Now these are phds at the top of their field. But, you know, its sort of obvious that all they would do is reproduce their biases and make it so that no one else could challenge those biases. I mean, for you data science types, this is 101.
Ever since that experience, I have a distrust of simulated data.
And as a followup, if you can generate a synthetic dataset by extrapolating from sufficiently many independent conclusions drawn from the original (as opposed to having access to the original itself), would you still need to use such a dataset for training?
Things like Monte Carlo simulation can be used to approximate real world conditions, but they can't typically capture the full information density of organic data. For example, generating a ton of artificial web traffic for fraud analysis or incident response only captures a few dimensions of what real world user traffic captures.
The author talks about simulating data to focus on edge cases or avoid statistical bias, but I don't see how simulated data actually achieves that.
Anyone in this space is well aware that the benefit of big data isn't just the amount of data, but that's it's a real representative sample of the type of data you are actually going to need to work with. Big data solves the problem of people being bad at creating simulations. To suggest simulations as a solution to big data is kinda getting the relationship backwards.
>For a lot of tasks the performance works well, but for extreme precision it will not fly — yet.
But we all knew that going in, didn't we?
Most data is crap. So the mountains of data that are supposedly an advantage, in China or in the vaults of the large corporations, are not fit for purpose without a tremendous amount of data pre-processing, and even then... And that means the real chokepoint is data science talent, not data quantity. In other words, in many cases, the premises of this statement should be questioned.
Secondly, a lot of research is focused on few-shot, one-shot or no-shot learning. That is, the AI industry will make this constraint increasingly obsolete.
Thirdly, with synthetic data, it is only as good as the assumptions you made while creating it. But how did you reach those assumptions? By what argument should they be treated as a source of truth? If you are making those assumptions based on your wide experience with real-world data, well then, we run into the same scarcity, mediated by the mind of the person creating the synthetic data.

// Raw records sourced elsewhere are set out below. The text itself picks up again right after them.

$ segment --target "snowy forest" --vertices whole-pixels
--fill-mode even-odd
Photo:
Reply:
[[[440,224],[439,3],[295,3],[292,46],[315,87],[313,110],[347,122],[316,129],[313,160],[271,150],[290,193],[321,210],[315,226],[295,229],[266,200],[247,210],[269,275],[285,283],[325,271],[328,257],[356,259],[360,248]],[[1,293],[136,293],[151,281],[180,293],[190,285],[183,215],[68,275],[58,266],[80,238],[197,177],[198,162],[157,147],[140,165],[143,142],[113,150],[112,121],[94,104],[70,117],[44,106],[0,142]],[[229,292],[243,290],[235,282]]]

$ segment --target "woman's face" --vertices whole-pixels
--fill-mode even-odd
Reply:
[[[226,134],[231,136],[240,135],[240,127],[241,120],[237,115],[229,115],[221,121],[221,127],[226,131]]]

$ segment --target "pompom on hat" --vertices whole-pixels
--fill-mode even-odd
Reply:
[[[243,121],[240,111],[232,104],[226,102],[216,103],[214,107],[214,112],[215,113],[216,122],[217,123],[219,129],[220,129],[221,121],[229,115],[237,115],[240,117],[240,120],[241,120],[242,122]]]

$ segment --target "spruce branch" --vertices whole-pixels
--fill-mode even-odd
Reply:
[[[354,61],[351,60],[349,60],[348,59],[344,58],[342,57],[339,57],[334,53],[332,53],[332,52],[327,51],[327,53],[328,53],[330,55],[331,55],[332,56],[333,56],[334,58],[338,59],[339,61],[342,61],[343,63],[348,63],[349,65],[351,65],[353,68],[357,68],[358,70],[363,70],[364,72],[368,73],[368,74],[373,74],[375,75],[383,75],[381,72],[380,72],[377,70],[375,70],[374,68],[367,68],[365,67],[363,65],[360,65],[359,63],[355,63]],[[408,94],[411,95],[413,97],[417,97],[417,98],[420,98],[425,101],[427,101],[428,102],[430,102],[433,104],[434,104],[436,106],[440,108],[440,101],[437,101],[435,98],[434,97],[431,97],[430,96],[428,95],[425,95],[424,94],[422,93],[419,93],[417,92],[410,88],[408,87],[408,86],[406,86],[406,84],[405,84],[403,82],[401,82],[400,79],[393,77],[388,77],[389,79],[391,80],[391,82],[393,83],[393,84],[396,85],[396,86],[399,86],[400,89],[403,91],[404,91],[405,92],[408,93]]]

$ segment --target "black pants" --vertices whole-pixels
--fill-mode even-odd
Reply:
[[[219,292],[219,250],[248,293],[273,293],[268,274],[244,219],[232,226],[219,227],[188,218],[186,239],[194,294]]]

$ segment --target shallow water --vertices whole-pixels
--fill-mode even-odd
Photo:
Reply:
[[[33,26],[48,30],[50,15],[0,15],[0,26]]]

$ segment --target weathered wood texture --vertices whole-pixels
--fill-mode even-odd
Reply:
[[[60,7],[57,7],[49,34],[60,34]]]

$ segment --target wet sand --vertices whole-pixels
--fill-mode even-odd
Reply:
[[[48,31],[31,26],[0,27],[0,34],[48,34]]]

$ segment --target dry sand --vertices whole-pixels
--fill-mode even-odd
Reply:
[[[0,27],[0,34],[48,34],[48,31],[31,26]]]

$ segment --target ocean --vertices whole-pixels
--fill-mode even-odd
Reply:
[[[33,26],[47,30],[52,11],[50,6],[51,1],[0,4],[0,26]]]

1. Totally agree with the point about data science talent being one of the bottlenecks. And in that area, the big tech companies already have the best & brightest workforce. Most data is crap is a bit of a stretch, but agree that a lot of pre-processing is required. But more and more platforms and/or services company are filling this gap.
2. 100%. This is a short term problem.
3. Agree to some extent. You can span latent spaces on top of an initial batch to overcome scarcity and use GANs to scale up. Data augmentation is not perfect but solves a lot of problems in production. Also specifically as it relates to computer vision, it's "easier" to know what the real world looks like and try to replicate it. It's hard in practice but the assumptions are mostly agreed upon.